Was there ever a man as self-righteously supercilious as Jimmy Carter? I think not, but perhaps his obsession with racism, seeing everywhere the belittlement of blacks by whites, is fueled by the mirror more than by reality.

President Obama won the last election with a comfortable margin, a margin provided by white voters. Many of his supporters voted for him specifically because of his races. Many more, including many of those who voted against him, hoped to see his promise of a post-racial polity come true.

For Jimmy Carter to now make minor the arguments surrounding President Obama's plans for health care and the economy is demeaning to the current President. It reduces his leadership, his plans and his vision to a caricature, one unworthy of principled differences.

It represents a completely racist perspective on the part of Mr. Carter.

Perhaps it is a projection of his own guilt. According to his well-sourced and comprehensive 2003 book, A Voting Rights Odyssey: Black Enfranchisement in Georgia, by Laughlin McDonald, Director of the Voting Rights Project for the ACLU and prolific author on race, Mr. Carter was something less than a supporter of civil rights in his early career. On page 65,
White racial phobia extended even to segregating the streets. In 1956, the Sumter County Board of Education tried to halt construction of a new black elementary school, not because segregation had been held unconstitutional in Brown two years earlier, but because local white citizens had complained that the school would be "too close" to an existing white school. According to the white parents, "the children, both colored and white, would have to travel the same streets and roads in order to reach their respective schools." One member of the board, a former naval officer named Jimmy Carter who had returned to Sumter County to take up peanut farming and politics, made a motion to request the state board of education to hold up construction of the "Elementary Negro School" until a new site could be selected.
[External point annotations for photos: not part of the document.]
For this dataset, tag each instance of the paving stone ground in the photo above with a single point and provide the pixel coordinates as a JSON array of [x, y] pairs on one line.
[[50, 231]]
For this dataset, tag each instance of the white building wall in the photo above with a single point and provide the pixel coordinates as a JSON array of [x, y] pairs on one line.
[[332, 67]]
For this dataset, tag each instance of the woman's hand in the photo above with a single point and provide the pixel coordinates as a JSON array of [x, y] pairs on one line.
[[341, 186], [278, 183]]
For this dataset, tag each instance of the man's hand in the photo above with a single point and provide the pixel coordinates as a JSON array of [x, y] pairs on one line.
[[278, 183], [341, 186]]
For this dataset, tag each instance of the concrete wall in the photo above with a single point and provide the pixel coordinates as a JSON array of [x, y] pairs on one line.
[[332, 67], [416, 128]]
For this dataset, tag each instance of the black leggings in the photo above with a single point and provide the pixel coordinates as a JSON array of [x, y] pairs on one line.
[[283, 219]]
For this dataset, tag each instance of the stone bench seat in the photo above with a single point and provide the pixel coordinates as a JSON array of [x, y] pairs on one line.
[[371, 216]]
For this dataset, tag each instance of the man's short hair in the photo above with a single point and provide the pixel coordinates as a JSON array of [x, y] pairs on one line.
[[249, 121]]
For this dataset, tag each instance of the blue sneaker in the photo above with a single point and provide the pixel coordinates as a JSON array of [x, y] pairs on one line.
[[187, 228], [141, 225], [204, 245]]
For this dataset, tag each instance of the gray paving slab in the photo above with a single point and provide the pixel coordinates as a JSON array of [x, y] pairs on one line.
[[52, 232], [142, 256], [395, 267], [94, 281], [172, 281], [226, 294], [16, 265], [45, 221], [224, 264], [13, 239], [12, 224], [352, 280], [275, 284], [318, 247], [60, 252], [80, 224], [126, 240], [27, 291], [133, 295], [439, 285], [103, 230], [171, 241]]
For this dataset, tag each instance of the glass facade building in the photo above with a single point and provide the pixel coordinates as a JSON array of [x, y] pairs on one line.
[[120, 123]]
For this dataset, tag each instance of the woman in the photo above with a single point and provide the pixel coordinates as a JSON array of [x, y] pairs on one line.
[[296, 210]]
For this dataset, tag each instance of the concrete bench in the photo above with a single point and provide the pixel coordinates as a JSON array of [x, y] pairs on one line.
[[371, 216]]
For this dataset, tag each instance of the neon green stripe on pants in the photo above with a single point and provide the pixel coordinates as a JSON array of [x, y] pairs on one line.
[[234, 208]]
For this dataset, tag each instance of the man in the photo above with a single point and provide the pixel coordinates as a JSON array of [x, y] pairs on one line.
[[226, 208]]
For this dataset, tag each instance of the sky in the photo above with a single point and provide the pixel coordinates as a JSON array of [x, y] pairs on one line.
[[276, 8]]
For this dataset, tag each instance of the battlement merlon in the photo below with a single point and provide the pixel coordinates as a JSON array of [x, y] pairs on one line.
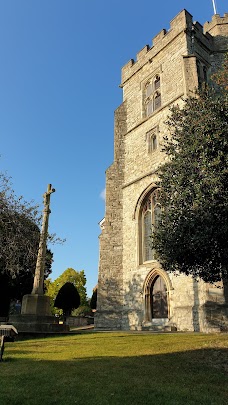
[[213, 26], [181, 23]]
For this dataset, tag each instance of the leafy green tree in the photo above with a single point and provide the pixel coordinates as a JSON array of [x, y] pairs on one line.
[[193, 228], [19, 240], [77, 278], [67, 299]]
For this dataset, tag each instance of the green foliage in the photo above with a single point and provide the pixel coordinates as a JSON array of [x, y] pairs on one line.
[[19, 240], [82, 310], [77, 278], [67, 298], [193, 228]]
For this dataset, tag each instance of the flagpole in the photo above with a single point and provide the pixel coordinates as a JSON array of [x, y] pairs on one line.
[[214, 6]]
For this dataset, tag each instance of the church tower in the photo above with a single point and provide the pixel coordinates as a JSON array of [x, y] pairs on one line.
[[134, 292]]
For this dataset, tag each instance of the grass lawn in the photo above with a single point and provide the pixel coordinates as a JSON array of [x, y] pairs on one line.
[[116, 368]]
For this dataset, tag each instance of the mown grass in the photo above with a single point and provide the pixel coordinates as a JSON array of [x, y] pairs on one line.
[[116, 368]]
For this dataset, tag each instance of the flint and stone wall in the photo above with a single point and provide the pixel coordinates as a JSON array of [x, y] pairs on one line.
[[176, 56]]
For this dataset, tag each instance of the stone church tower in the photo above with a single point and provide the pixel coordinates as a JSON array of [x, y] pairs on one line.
[[134, 292]]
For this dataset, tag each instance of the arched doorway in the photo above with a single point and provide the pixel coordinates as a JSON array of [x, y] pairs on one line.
[[156, 294], [158, 299]]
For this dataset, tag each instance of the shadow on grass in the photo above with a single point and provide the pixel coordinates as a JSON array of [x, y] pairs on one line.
[[191, 377]]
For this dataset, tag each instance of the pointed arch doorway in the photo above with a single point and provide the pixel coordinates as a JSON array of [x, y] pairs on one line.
[[158, 299], [156, 290]]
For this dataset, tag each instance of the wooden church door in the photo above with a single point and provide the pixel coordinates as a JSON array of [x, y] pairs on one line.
[[159, 303]]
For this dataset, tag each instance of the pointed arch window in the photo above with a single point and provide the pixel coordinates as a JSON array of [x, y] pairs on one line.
[[150, 214], [152, 95]]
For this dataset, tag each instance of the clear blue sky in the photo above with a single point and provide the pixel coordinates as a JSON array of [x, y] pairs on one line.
[[60, 64]]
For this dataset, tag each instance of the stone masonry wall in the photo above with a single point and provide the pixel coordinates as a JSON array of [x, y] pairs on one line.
[[174, 56], [110, 277]]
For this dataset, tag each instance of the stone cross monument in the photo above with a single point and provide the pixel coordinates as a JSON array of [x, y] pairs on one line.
[[37, 303], [40, 263]]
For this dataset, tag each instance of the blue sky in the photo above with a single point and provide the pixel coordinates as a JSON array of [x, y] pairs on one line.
[[60, 66]]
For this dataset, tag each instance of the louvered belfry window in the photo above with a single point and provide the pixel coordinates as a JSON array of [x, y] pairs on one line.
[[150, 216], [152, 95]]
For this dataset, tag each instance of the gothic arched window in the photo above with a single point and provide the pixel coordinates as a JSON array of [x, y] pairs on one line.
[[149, 218], [152, 95]]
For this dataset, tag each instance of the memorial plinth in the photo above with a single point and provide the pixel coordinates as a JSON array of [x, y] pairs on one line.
[[35, 311]]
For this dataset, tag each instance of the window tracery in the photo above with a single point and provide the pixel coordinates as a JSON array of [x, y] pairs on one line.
[[150, 214], [152, 95]]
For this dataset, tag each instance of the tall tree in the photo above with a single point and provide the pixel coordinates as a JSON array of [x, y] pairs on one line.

The state board turned down the request because of "the staggering cost" involved in delaying construction but Carter and the other members of the local board assured the white parents that the board "would do everything in its power to minimize simultaneous traffic between white and colored students in route to and from school."
Mr. Carter, your sins are not ours. If you'd like to join the arguments on their merits, please do, and let the better ideas win. But if racial self-immolation is your only contribution, please take it elsewhere.

Jimmy Carter is easily the worst former President of my lifetime, though the contest remains open.